For myself, I prefer the later Flood date to mesh better with other evidence from ANE literature, etc, but it doesn’t affect the science significantly.
Regarding the flood, I have become convinced that part of the answer is taking a new look at the science and part of the answer is taking a new look at the scriptures. The church has early Genesis wrong. They are not seeing Christ in the text when its really all about Him. Now I can go on about this subject way beyond most people’s level of interest. I don’t want to do that to you right off the bat.
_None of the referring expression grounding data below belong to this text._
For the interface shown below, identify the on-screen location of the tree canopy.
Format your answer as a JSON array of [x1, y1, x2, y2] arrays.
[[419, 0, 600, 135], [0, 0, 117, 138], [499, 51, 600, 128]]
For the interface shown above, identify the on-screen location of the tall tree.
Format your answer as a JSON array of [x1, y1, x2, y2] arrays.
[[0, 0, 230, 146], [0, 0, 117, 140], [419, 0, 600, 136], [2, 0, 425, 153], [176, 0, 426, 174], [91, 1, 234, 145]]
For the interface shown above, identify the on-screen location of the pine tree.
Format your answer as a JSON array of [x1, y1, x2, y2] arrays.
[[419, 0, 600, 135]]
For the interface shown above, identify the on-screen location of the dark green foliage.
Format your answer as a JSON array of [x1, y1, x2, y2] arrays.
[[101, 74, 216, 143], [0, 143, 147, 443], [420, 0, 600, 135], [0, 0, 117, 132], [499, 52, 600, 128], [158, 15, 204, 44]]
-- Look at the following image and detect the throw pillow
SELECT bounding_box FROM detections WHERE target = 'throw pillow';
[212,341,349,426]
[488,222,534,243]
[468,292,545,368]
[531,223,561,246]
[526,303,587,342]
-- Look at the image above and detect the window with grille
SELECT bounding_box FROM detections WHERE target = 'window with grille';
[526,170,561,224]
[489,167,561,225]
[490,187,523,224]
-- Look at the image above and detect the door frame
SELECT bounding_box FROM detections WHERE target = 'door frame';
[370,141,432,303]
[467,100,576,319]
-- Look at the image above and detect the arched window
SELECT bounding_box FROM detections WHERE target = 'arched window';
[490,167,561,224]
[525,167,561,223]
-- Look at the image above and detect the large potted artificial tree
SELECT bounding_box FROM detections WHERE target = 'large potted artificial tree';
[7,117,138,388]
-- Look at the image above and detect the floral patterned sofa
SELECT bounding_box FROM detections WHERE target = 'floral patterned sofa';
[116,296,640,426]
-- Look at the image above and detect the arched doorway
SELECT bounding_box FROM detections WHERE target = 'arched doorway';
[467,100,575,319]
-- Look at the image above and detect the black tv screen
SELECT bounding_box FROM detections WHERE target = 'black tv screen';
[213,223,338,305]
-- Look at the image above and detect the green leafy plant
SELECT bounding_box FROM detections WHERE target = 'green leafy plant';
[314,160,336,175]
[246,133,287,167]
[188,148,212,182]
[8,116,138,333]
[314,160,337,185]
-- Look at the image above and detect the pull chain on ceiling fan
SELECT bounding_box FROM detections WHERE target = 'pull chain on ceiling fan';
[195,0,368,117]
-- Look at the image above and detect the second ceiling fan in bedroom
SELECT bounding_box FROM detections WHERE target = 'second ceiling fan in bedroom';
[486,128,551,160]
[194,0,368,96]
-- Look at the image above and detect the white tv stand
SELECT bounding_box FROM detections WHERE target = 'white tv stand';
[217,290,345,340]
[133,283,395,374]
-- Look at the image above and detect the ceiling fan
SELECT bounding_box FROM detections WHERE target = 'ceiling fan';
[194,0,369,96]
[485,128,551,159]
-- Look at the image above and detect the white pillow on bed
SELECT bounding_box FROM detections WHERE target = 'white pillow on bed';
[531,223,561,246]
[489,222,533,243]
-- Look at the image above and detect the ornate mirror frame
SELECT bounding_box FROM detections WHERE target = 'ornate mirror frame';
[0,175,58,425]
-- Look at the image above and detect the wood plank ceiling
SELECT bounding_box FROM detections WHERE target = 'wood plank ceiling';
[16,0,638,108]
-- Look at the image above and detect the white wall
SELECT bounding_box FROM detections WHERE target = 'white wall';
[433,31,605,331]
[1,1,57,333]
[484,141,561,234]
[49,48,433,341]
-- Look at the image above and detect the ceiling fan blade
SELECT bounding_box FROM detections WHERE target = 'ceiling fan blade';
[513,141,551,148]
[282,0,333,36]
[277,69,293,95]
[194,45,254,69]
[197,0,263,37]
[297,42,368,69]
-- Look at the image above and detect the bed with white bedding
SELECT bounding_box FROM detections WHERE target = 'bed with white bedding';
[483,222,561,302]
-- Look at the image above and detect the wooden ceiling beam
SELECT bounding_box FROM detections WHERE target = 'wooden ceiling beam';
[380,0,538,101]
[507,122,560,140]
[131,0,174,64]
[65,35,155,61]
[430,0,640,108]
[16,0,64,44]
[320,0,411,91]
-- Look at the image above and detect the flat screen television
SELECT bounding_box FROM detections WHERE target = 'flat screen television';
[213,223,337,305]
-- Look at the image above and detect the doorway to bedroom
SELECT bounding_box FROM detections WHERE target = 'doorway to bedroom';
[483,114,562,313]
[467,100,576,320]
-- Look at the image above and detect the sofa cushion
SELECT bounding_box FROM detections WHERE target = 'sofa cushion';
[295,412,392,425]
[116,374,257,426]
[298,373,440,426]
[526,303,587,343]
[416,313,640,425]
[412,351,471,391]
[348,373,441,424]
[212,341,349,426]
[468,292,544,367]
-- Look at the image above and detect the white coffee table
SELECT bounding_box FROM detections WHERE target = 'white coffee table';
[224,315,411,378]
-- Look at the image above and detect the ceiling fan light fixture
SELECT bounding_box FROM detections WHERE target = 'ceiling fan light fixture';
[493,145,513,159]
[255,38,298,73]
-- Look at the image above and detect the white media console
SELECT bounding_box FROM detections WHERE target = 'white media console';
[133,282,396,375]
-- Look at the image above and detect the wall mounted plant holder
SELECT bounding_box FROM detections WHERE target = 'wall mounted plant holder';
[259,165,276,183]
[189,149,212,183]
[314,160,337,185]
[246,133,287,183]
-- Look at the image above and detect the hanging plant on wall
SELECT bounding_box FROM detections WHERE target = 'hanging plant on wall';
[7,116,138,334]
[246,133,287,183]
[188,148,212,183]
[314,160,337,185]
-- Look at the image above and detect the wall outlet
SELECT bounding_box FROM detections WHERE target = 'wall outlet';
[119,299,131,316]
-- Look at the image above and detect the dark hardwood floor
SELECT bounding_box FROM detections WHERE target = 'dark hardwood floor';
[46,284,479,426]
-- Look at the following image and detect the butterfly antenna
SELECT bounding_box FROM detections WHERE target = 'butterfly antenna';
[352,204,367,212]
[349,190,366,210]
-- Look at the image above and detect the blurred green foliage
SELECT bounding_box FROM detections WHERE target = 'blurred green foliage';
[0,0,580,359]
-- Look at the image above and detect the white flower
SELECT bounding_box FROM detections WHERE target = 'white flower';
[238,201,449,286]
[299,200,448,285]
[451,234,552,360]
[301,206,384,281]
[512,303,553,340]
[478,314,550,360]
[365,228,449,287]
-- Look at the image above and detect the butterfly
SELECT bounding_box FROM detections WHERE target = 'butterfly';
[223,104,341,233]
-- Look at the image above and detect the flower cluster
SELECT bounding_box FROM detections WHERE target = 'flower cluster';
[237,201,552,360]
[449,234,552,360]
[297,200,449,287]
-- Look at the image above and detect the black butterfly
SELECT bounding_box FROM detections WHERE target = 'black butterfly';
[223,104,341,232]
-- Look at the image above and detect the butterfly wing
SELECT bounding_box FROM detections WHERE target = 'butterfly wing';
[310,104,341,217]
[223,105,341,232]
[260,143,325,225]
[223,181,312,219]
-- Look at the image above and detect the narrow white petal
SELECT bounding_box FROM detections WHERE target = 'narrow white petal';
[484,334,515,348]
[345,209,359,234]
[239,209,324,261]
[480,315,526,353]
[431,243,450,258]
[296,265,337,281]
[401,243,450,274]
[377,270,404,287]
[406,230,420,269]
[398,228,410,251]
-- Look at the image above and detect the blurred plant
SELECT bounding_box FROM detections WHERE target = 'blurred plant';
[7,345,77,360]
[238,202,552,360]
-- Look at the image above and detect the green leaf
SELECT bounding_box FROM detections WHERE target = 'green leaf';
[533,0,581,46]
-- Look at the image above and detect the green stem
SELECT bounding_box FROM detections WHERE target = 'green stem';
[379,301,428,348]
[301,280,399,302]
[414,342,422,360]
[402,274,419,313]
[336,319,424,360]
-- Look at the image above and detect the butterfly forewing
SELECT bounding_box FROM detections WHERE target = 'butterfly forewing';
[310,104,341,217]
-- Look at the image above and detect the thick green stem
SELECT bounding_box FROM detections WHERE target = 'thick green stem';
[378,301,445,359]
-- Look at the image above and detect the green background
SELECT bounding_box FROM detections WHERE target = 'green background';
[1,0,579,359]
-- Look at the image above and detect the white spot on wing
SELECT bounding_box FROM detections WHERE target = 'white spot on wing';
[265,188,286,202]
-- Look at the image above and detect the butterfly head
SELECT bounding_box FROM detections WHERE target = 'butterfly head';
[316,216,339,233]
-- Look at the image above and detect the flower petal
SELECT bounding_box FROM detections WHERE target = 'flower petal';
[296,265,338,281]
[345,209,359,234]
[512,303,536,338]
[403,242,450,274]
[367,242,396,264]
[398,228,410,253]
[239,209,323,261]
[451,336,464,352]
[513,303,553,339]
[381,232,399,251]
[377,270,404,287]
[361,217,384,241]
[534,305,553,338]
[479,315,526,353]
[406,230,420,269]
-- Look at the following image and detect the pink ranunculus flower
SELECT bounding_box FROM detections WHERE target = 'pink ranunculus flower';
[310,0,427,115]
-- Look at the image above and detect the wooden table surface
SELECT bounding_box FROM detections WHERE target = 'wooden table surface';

So I will just say that, in addition to that book, I have a series of 20 minute videos showing where the scripture talks about a population of humans outside the garden as well as Adam and Eve, and where a close look at the text shows that the sense in which the flood would cause global destruction is not that all would drown in the flood, but rather if the line of Messiah was cut off then the world would never have a savior. And I have a video showing that the bible assumes that there were other survivors after the flood, besides the clans of Noah. If you are willing to endure any of that let me know and I will post a link.
Thus is frustrating because one misunderstanding is built on another, and by the time we get to the flood people are so used to a particular train of thought that you can’t just fire off bullet points and expect it to make any sense. So it does take a whole book to start from the beginning and lay it out properly.
I guess I could point him to Genesis 11:1-4 and wonder, if the clans of Noah were in one place, who was the “whole earth” doing the speaking? And if there was no one else around then why are they worried about “making a name for themselves”? Who were they trying to impress?
Also, Ronald could get a concordance and see that when Yahweh says that he will destroy the men whom He has made in 6:7 there is a different Hebrew word for “destroy” than what Elohim is saying when He frets about the end of all flesh in 6:17. Some of the confusion is our translations which translate DIFFERENT Hebrew words into the SAME English word!